Commentary. It's no coincidence that military spending is greatest to Algeria, Morocco and Nigeria.

Our ‘aid’ is the sale of weapons

In the distorted and problematic Italian public debate, the main goal of politicians is to keep problems and responsibilities away from the electorate’s view, and not only on the epoch-making migration phenomenon.

On the few occasions when the government has glanced to the places of origin of migrations (I think specifically about Africa), it recalls a rhetoric message of “help them at their home,” with no concrete or effective plan.
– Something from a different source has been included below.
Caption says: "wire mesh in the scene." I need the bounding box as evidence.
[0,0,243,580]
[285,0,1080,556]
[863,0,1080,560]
The old promises, also subscribed at the international level by Italy, to allocate at least 0.7 percent of GDP to public (direct, indirect and multilateral) development aid, remained a dead letter. In 2015 Italy, even though it lived a growth trend, destined only 0.22 percent of GDP to this, and a good slice of the almost €4 billion remained in our own borders and was invested to handle the migration phenomenon.

On the other hand, the governments of the last few years have been very active in making Africa a terminal for our business, especially for arms deals. In the first 25 years of the law 185/90, sub-Saharan Africa received €1.3 billion of arm permits, accounting for 2.4 percent of the total. Then, we should add the higher figures for the countries of the southern Mediterranean: Algeria alone has received licenses for €1,659 million in 25 years. Globally, Africa attracts 9 percent of the world’s annual arms imports with Algeria in the lead (46 percent of the continental inflow of weapons in the last five years and in the global Top 5 list or arm importers) followed by Morocco and Nigeria.

Thirty-five percent of African military imports falls below the Sahara, supplied by major vendors Russia, China, the United States and France. A market driven by the continent’s military spending that reached in 2016 just under $38 billion, up 48 percent over a decade despite a slight recent downturn. At the top of military spending, there are Algeria, Morocco and Nigeria, alongside Sudan, Angola and Tunisia.

Our recent governments have attempted to retrieve positions in a market that (according to the MAECI) “our defense material exports were generally marginal, due to the limited economic possibilities of sub-Sahara Africa, and the restrictions imposed by situations of latent conflict and internal and regional instability.”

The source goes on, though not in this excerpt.